31 de Outubro de 1980

Seus passos ágeis se confundem com os sons da floresta, sua cabeça está zumbindo com o cântico exalado próximo a costa. O barulho do mar sobre as rochas lascivas é quase inaudível, o mar está sendo estrangulado.

Pairando a beira do precipício, ele vê a sua silhueta, uma mulher. A luz do luar reluzia sobre suas escamas, sua pele brilhando como as estrelas de uma noite. Nem na maior obra de Van Gogh ele conseguiu se maravilhar tanto.

Por poucos segundos, enquanto sua carne rasgava sobre as rochas pontiagudas, ele foi conduzido pelo seu chamado. Se aproximou com cautela, seu sangue manchando a areia da praia de rubro. Seus joelhos fraquejaram e um murmúrio lânguido escapou dos lábios carnudos.

Quando a atenção da figura se voltou para ele, o cântico se intensificou, levando as mãos às orelhas, os tímpanos ameaçando explodir. A adrenalina correu por suas veias e elas saíram para caça, sedentas pela sua próxima vítima. O seu lado animal se sobrepondo ao seu lado homem. Minha, ela será minha, como uma estátua perpetuada por toda eternidade para o meu bel prazer.

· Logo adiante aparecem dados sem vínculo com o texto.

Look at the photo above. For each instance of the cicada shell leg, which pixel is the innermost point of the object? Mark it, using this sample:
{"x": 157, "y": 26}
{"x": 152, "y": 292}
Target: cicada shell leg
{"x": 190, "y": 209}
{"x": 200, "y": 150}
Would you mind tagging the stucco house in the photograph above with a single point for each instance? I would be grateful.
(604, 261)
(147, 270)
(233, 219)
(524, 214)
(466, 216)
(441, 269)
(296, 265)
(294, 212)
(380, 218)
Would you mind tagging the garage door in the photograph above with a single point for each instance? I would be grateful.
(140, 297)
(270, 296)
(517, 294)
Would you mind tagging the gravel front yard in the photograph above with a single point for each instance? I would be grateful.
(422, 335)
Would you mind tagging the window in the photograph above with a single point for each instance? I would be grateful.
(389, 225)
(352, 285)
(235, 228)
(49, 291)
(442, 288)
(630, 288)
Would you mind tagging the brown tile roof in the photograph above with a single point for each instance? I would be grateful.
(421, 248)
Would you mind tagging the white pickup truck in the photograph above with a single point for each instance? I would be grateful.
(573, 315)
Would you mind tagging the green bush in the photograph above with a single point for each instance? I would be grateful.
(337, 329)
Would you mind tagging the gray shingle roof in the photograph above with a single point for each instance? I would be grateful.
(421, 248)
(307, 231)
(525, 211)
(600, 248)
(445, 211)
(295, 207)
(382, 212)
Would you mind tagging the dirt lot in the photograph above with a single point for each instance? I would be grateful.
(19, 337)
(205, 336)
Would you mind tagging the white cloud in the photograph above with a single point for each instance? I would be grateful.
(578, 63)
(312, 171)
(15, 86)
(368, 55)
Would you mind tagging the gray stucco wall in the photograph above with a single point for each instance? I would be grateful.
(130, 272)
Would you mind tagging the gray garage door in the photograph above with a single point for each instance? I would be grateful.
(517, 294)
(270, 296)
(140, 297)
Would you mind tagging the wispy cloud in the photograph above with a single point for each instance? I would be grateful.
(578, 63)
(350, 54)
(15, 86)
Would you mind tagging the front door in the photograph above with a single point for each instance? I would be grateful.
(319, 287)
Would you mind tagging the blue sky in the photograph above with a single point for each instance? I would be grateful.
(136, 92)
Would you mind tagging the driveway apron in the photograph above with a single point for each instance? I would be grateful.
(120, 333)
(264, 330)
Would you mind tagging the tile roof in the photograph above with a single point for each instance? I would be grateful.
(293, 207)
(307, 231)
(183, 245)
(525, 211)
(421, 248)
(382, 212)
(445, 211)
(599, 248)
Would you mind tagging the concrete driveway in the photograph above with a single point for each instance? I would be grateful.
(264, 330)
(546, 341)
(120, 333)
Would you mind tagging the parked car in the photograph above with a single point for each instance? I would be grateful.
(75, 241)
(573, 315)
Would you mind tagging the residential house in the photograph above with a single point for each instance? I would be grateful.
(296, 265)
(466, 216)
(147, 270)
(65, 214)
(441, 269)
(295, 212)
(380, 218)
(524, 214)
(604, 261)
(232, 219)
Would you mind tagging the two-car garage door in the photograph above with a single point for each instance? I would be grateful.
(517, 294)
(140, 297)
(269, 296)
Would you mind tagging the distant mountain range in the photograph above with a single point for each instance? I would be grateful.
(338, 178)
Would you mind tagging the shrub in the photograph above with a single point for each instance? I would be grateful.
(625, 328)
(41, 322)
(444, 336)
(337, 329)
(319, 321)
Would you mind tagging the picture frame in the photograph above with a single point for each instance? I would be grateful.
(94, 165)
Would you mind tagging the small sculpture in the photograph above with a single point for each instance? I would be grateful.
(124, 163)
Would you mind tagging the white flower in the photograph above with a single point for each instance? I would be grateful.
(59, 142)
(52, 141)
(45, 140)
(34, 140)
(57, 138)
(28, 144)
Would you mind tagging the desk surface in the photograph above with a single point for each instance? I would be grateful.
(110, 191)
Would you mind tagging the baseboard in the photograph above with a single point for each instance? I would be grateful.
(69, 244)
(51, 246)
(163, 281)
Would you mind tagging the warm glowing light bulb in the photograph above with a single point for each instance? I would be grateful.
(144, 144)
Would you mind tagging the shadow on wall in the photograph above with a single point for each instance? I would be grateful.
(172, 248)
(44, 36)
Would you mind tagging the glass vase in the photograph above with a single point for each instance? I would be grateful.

Seus cabelos negros despertaram em cobras escuras, os dentes escorrendo a poção da morte. A garota rapidamente desviou os olhos dos seus, mas ele não parou. As orbes agora brancas forçavam sua face ao seu encontro enquanto ela gritava por ajuda.

Puxou os cabelos da base de sua nuca, agora já estavam próximos, nada os separava se não as lascas das pedras escorregadias e traiçoeiras. Seu apego só se intensificava conforme ela lutava, fugindo de seu destino final, o endurecimento de sua casca.

Com um golpe rápido, ela decapitou a cabeça de uma de suas cobras, a dor excruciante vagueou por seu peito. Ajoelhou, enquanto sentia o sangue escuro verter da parte que lhe faltava. Aquela era a dor do inferno, sentia as outras se retorcendo em angústia por sua similar.

O cântico cessou, apenas o leve queimar restou em sua garganta enquanto a garota, tão ferida quanto ele, se recolhia em meio às ondas. Você será o meu fim, musa.

31 de outubro de 2000

O mesmo cântico entoou, se passaram vinte anos desde sua primeira aparição. Descendo as pedras com o ódio instalado em seu corpo, a mesma dor na sola de seus pés, a mesma noite escura, a mesma estrela em meio a escuridão.

Não deixou suas cobras a mostra, puxou o capuz com força enquanto sorria como um maníaco diante da porra de um banquete. Seu olhar cruzou o seu, mas ele o desviou antes que fosse tarde demais. Ela era como o fogo, ele ia se queimar.

— Por mais que grite, por mais que tente esquecer esse sentimento, por mais que a senhorita prefira me temer a me amar. Saiba que eu irei te seduzir, no final de tudo, você não passará de mais uma estátua na minha bela coleção de musas.

Seu sorriso de escárnio se formou ao escutar sua proposta. Se falhasse e se apaixonasse por ela, teria sua cabeça cortada. Fizeram um juramento de sangue naquele dia, condenando seus próprios destinos. A mesma noite, o mesmo mar, os mesmos olhos tempestuosos como o oceano, a sua estrela.